La Nazione, scriveva Ernest Renan, è un termine molto comodo, perché ciascuno ne fa ciò che vuole. «Comunità immaginata», essa è parto della Rivoluzione Francese, autentica «madre dolorosa» della Modernità, alla quale si deve l’istituzionalizzazione della maggior parte delle categorie della Politica – dal suffragio universale al concetto di cittadinanza –  oltre che la sostituzione del mito della fedeltà nazionale a quello fedeltà dinastica come evento fondativo della comunità pubblica. 
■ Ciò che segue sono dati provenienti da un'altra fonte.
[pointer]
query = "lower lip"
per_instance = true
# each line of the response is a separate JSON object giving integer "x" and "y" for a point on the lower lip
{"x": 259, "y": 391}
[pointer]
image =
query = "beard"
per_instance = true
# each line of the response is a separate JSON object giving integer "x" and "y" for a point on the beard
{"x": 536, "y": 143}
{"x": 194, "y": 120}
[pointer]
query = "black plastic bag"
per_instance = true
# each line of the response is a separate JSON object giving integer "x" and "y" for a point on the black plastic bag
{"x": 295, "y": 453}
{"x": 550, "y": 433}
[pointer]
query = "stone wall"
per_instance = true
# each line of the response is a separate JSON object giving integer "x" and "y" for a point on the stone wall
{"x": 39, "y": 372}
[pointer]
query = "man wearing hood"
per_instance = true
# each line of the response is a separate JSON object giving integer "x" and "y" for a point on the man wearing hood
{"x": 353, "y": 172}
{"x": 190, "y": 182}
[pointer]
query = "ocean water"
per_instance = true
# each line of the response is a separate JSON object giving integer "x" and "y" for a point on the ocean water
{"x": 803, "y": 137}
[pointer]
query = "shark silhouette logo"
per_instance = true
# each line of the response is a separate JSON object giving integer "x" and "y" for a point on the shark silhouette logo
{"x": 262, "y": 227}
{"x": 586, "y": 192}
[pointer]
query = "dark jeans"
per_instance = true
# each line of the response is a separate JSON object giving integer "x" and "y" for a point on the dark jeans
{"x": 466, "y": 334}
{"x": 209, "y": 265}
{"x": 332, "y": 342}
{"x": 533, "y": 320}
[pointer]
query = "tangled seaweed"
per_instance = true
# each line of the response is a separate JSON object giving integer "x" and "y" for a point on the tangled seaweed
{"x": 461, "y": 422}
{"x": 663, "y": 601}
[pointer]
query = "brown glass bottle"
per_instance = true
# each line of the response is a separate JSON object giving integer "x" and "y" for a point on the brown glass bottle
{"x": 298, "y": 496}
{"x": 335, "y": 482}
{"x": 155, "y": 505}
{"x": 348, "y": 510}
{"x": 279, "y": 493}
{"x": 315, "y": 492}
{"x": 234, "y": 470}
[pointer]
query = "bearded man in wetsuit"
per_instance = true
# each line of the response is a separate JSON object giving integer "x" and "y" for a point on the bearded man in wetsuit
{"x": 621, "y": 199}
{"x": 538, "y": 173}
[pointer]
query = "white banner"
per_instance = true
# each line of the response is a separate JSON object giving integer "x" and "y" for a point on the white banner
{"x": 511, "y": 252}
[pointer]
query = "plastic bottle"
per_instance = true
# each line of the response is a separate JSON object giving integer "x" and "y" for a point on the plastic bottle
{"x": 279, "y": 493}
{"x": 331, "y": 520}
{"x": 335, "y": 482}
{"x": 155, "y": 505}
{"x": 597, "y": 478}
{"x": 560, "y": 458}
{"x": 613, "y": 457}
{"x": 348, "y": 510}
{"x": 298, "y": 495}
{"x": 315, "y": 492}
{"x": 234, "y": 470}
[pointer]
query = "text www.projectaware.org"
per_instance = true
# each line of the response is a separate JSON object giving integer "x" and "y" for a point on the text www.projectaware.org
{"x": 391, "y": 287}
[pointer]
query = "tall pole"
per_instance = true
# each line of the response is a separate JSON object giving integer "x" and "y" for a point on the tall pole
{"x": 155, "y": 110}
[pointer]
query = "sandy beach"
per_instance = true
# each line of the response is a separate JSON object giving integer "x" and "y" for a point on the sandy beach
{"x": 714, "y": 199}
La Nazione esiste nel momento in cui un pugno di persone lo decide e cerca dimostrarlo. Essa è quindi un atto volontario, non una necessità storica. Le sue basi etniche sono talmente labili che non ne esiste una sola che sia omogenea da tale punto di vista. Lo stesso vale per le sue basi storiche. Basta sfogliare un atlante storico mondiale per rendersi conto che la geografia politica è un processo dinamico, dove nulla è stabile. La maggior parte delle Nazioni Europee non esistevano prima del 1918 e alcune di esse hanno pochi lustri di vita. La Nazione è, sempre per usare le parole di Renan, il «plebiscito di ogni giorno», ovvero è il frutto della decisione condivisa di una comunità i cui membri stabiliscono di vivere assieme. È una possibilità, non una necessità. 

Tale decisione si sostanzia su i più disparati miti fondativi. Possono essere veri e propri falsi storici, come i Canti di Ossian, che crearono il mito dell’identità Gaelica edificandolo sulla figura inventata di Ossian, presentato da Mcpherson come “l’Omero del Nord”. Oppure costruzioni sociali collettive, come il “credo americano”, nella definizione che ne dà Huntington, il quale definisce il minimo comun denominatore dell’identità nordamericana nel riconoscimento collettivo in un sistema di valori derivante dalla conoscenza della lingua e della cultura anglosassone e dall’adesione all’etica protestante anche da parte di gruppi etnici che ne sono originariamente estranei. 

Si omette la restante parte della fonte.